The complement $1 - R$ was one of various measures of heterogeneity used by Corrado Gini, but beware serious overloading of terms in various literatures: the terms Gini index or coefficient have been applied to several distinct measures. It features in machine learning as a measure of impurity of classifications; conversely $R$ measures purity. Ecologists usually talk of diversity: $R$ measures diversity inversely and $1 - R$ measures it directly. For geneticists $1 - R$ is the heterozygosity.

The reciprocal $1/R$ has a 'numbers equivalent' interpretation. Imagine as above any case in which $S$ species are equally common with each $p_s = 1/S$. Then $1/R = 1/\sum_{s=1}^S (1/S)^2 = S$. By extension $1/R$ measures an equivalent number of equally common categories, so that for example the squares of $1/6, 2/6, 3/6$ give $1/R \approx 2.57$ which matches an intuition that the distribution is between $2/6, 2/6, 2/6$ and $3/6,3/6, 0$ in concentration or diversity.
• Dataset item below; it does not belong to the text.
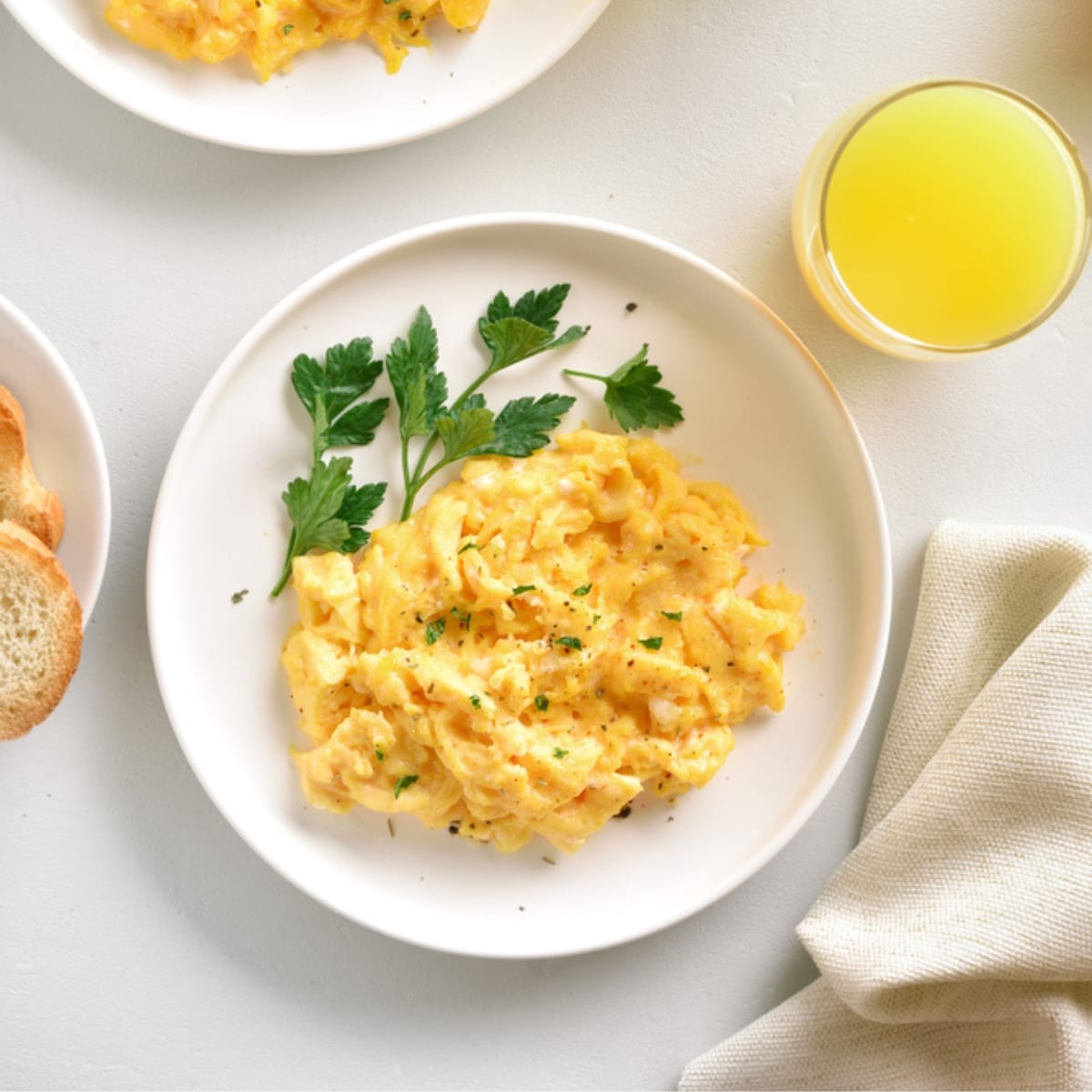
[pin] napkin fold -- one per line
(955, 943)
(The numbers equivalent for Shannon entropy $H$ is just its antilogarithm, say $2^H, \exp(H)$ or $10^H$ for bases $2, e = \exp(1)$ and $10$ respectively.)
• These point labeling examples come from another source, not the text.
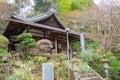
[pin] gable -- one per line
(51, 21)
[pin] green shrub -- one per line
(3, 42)
(114, 69)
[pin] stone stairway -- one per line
(91, 75)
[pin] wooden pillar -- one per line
(56, 44)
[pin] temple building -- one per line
(45, 26)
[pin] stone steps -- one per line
(90, 76)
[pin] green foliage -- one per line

There are various generalisations of entropy which make this measure one of a wider family; a simple one given by I.J. Good defines the menagerie $\sum_{s} p_s^a\ [\ln (1/p_s)]^b$ from which $a =2, b=0$ gives our measure; $a = 1, b=1$ is Shannon entropy; $a =0; b=0$ returns $S$, the number of species present, which is the simplest measurement of diversity possible and one with several merits.
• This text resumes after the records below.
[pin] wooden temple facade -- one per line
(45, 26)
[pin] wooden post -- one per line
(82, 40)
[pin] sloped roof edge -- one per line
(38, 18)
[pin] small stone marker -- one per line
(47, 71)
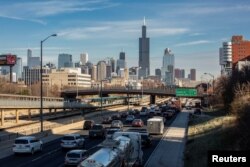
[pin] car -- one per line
(197, 111)
(74, 157)
(27, 144)
(72, 141)
(97, 130)
(137, 123)
(111, 131)
(88, 124)
(146, 139)
(107, 120)
(124, 114)
(131, 112)
(116, 117)
(117, 124)
(130, 118)
(137, 111)
(144, 111)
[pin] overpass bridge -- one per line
(105, 92)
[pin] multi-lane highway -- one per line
(53, 156)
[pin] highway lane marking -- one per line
(151, 155)
(40, 157)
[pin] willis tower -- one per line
(144, 53)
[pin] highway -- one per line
(53, 156)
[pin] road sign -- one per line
(185, 92)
  • $\begingroup$ Wow, there seems to be a lot of this. It isn't my field, so I'm only peripherally familiar with it, although I do recall having heard of some of these names. How is $S$ calculated? Is it always $1/R$, or only when the species are equiprobable? $\endgroup$ Jun 29, 2016 at 23:57
  • $\begingroup$ $S$ is just how many species are present. Sometimes you adopt a classification (e.g. males and females, so $S = 2$) so that is pre-defined for data collection, except that in this example too other schemes are possible. Sometimes it's how many species present themselves; imagine you are a botanist or ornithologist looking for tree or bird species. Naturally the term species is generic (weak biological pun); in economics that could be sectors of the economy, kinds of traded products or services, etc. In demography it could be ethnic categories, etc. $\endgroup$
    – Nick Cox
    Jun 30, 2016 at 0:03
  • $\begingroup$ So for the cities example data, $S = 4$? That doesn't seem like as good of a metric as the others. $\endgroup$ Jun 30, 2016 at 0:43
  • 1
    $\begingroup$ That's right in the simple example. But suppose you and I compare how many countries we've visited ever. You say 78, I say 23. That's informative. And in that example, I really can't dig up precise information on how many days I've spent in each. The ecologist who tells another ecologist that 78 and 23 bird species have been found on two islands is trading useful data. $\endgroup$
    – Nick Cox
    Jun 30, 2016 at 6:10

Interesting question... It really depends what you want to do with this metric - if you just want to rank a list by "most variable" a lot of things might work. The metric you made up seems reasonable. I wouldn't say you need mathematical "proof": proof of what? You could ask a question like "is this dataset likely to come from a uniform distribution?". I find some intuitive appeal in "what is the probability that two random draws from this list are equal?". You could do that in R like so:

cities <- c("Moscow", "Moscow", "NYC", "London")
# Gives .3525
prob_equal = mean(sample(rep(cities, 100)) == sample(rep(cities, 100)))
citiesTwo <- c(rep("Moscow", 100), rep("NYC", 100)) # Gave .497
citiesTwo <- c(rep("Moscow", 100), rep("NYC", 10)) # Gave .833

Where the 'mean' part gives the mean of a vector few hundred random entries like TRUE, TRUE, FALSE, TRUE, FALSE ..., which becomes the mean of 1, 1, 0, 1, 0, etc

1 minus that probability might give a better notion of "variance" though (i.e. prob two random are different, thus higher number means more diverse). Some such quantity could probably be calculated without too much effort. It's probably something like P(a random selection is moscow) * P(a second is moscow) + P(a random selection is NYC) * P(a second is NYC) + ..., so I think it's just proportion_moscow ^ 2 + proportion_nyc ^ 2, which in fact would be what you came up with!